• Definition:

Regression is for determining relationships between two or more variables & also used for Forcast new observation.

Exemple : X and Y are the variables.

when X = 5.(1,1), (2,2), (4,4), (100,100), (20, 20) , Y = 5 - the relationship between X and Y is Y = X

when X = 5.(1,1), (2,4), (4,16), (100,10000), (20, 400) , Y = 25 - the relationship ibetween X and Y is Y = X * X

In these two examples, we can determine the relationship between two given variables (X and Y) because we could easily identify the relationship between them. Overall, machine learning works in the same way.

the computer looks at some examples and then tries to identify “the most suitable” relationship between the sets X and Y. Using this identified relationship, it will try to predict for new examples the Y.

  • X is termed as the independent variable: this is the variable that explains the other one.
  • Y is termed as the dependent variable: this is the variable whose values we want to explain or forecast,and its a values depend on somthing else.

Q: to know Y we must use the equation : Y = mX + b what's m & b ?

A: m is the slope.

Equation of m , the best fit line: m = ((mean X.mean Y)- (mean XY)) / ((mean X)^2 - (mean X^2))

A: b is the Y_intercept. b = (mean Y) - m(mean X).

 
  • linear regression using python:
 
from statistics import mean #import the "mean" from statistics to calculate the m & b. 
import numpy as np 
import matplotlib.pyplot as plt #import Matplotlib to visualize Data.

xs = [1,2,3,4,5,6]
ys = [5,4,6,5,6,7]

plt.plot(xs,ys)
plt.show() #visualize the Data as Plot designe.
 
 
plt.scatter(xs,ys)
plt.show() #visualize the Data as scatter designe.
 
 
xs = np.array([1,2,3,4,5,6], dtype=np.float64) #convert to numpy array and change the data type.
ys = np.array([5,4,6,5,6,7], dtype=np.float64)

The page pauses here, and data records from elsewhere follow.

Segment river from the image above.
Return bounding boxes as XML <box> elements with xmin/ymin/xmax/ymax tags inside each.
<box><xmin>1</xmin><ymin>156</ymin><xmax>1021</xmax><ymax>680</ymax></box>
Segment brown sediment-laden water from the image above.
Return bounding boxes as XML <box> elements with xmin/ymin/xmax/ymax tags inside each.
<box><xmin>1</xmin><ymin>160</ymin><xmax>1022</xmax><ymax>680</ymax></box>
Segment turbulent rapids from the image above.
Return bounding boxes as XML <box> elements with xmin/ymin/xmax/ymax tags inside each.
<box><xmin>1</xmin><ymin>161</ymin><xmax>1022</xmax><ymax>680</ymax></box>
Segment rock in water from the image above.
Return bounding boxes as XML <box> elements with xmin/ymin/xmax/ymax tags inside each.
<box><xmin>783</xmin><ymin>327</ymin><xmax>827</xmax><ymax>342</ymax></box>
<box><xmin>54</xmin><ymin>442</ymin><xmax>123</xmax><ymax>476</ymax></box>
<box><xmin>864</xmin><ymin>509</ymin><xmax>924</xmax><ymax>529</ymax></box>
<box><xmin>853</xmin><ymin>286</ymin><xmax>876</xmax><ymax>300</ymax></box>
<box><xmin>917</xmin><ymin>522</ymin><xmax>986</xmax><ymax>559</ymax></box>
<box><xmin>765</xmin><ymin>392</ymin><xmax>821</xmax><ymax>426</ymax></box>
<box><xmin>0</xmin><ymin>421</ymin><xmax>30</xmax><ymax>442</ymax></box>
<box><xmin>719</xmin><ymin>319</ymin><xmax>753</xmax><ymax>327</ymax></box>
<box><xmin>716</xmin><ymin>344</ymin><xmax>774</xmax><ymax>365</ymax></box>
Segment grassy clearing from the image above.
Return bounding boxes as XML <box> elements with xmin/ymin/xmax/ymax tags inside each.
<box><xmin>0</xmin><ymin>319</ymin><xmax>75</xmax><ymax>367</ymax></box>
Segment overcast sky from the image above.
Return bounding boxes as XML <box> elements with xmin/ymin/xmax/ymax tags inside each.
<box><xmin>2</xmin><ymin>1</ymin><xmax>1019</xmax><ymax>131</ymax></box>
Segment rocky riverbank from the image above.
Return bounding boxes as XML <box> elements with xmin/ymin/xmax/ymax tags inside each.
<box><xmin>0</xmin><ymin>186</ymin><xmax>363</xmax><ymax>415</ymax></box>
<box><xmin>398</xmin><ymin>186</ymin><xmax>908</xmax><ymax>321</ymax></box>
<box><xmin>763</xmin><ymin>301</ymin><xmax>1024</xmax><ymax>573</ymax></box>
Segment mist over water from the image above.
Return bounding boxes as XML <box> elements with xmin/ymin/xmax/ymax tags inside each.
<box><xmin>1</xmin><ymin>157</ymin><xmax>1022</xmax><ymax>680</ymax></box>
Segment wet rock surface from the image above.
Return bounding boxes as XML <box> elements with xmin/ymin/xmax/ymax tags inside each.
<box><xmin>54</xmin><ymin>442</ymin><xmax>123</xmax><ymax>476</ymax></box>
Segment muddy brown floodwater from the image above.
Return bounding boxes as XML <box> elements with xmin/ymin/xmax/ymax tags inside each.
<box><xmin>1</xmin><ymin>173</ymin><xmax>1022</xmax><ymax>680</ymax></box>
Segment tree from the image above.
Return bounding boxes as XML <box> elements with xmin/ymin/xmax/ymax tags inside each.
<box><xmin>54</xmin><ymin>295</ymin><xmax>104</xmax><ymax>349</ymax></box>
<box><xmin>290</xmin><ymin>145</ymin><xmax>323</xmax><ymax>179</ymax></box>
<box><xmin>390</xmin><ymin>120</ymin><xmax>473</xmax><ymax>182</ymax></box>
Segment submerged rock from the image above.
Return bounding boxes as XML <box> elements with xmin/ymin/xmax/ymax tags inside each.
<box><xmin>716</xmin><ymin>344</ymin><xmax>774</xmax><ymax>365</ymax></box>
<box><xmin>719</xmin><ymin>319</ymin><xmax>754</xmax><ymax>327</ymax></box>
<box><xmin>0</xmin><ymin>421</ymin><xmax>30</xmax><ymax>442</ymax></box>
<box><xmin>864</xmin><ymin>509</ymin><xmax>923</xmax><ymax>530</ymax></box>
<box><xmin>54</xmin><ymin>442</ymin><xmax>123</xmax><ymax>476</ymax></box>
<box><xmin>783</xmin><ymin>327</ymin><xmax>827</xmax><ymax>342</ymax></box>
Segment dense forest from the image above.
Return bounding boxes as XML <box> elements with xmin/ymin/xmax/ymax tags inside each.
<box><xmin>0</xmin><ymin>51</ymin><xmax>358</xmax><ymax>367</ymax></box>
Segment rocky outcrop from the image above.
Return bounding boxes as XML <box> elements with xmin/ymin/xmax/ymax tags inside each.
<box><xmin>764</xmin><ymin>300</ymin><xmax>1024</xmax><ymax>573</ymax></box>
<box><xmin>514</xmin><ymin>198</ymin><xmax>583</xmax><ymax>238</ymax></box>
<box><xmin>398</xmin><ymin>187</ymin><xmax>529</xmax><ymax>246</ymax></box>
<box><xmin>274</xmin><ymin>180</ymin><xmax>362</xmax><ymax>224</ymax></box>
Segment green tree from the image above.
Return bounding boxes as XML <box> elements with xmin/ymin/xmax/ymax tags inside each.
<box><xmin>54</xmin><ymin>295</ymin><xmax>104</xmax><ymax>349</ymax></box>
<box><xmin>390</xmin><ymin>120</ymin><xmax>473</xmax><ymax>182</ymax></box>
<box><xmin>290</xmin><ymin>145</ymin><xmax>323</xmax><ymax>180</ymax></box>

def best_fit_slope(xs,ys): #define a function to calculate the m ( the slope of the best fit line 
    m = (((mean(xs) * mean(ys))- mean(xs*ys)) /
          ((mean(xs) *mean(xs)) - mean(xs*xs)))
         
    return m 
         
m = best_fit_slope(xs,ys)
         
print (m)
 
0.42857142857142866
 
def best_fit_slope(xs,ys):
    m = (((mean(xs) * mean(ys))- mean(xs*ys)) /
          ((mean(xs) *mean(xs)) - mean(xs*xs)))
    b = mean(ys) - m*mean(xs)     #calculate the intercept.
    return m, b
         
m,b = best_fit_slope(xs,ys)
         
print (m,b)
 
0.42857142857142866 4.0
 
from matplotlib import style

style.use('fivethirtyeight')
regression_line = [(m*x)+b for x in xs] #create the line that fits the data X & Y. 
plt.scatter(xs,ys)
plt.plot(xs, regression_line)
plt.show()
 
 
from matplotlib import style

style.use('fivethirtyeight')
regression_line = [(m*x)+b for x in xs]

predict_x = 8
predict_y = (m*predict_x)+b #Predict the value of Y.

plt.scatter(xs,ys)
plt.scatter(predict_x,predict_y)
plt.plot(xs, regression_line)
plt.show()